HELD THAT:- The Open Purchase Orders do not mention the quantity of the goods supplied. We may record that in order to avoid inventory, manufacturers have been using the 'JIT' (Just in time) supply model. It was argued on behalf of the assessee that to ensure prompt delivery of the goods as and when called upon, the assessee transfers the goods and stocks it in its depot. Shri. Sridharan also urged that the automobile manufacturing Industries nor the ancilliary units had any obligation to place purchase orders. In case the paint had remained unsold, the option for the assessee is to either destroy it or to take it back to its Manufacturing unit.
It is not in dispute that goods were transferred from Mangaluru to various depots situated in different States under Form-F and assessments for the years 2006-07 and 2007-08 were concluded by accepting the Statutory declarations filed in Form-F.

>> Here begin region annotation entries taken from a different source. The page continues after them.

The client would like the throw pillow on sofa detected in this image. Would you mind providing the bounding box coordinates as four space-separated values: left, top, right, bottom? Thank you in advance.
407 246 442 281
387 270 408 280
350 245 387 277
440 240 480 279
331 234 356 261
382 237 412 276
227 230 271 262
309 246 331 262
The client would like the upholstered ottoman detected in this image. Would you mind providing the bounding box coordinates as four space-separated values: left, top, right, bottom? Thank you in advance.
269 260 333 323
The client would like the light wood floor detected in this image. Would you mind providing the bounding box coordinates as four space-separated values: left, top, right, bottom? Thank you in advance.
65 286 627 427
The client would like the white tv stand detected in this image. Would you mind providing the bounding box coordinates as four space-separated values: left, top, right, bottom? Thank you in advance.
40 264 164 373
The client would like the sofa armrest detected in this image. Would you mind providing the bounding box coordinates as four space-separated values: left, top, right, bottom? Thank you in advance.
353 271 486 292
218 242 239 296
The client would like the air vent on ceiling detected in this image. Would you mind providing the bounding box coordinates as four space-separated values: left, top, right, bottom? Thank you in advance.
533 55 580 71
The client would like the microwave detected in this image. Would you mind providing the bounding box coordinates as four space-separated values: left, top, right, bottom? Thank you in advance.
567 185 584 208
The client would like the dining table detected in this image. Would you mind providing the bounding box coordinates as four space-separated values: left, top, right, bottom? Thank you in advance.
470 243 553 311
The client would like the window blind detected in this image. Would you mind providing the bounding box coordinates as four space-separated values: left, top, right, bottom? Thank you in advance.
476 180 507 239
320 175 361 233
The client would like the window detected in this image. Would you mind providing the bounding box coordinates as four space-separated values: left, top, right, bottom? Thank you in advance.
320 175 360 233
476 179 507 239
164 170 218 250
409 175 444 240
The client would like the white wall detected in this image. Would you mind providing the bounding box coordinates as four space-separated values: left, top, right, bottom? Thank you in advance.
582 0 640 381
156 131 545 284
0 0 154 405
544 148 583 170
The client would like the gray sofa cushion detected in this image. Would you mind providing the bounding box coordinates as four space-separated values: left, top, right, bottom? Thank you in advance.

The Open Purchase Orders do not constitute any Contract. The Purchase Orders issued from time to time for supply of goods constituted Contract between parties. Thus, the sale effected pursuant to such Purchase Orders is an Intra-State sale in that State. It is so because, whilst Goods were stored in various States, the ownership and title of goods vested with the assessee. Pursuant to the Purchase Orders received from time to time, assessee has delivered the goods from its depot in that State to the respective purchasers.
Order dated 27th June 2019 Annexure-A is quashed holding that Open Purchase Orders are only standing offers and do not constitute a confirmed 'Agreement to sell' and movement of goods are mere stock transfers - petition allowed.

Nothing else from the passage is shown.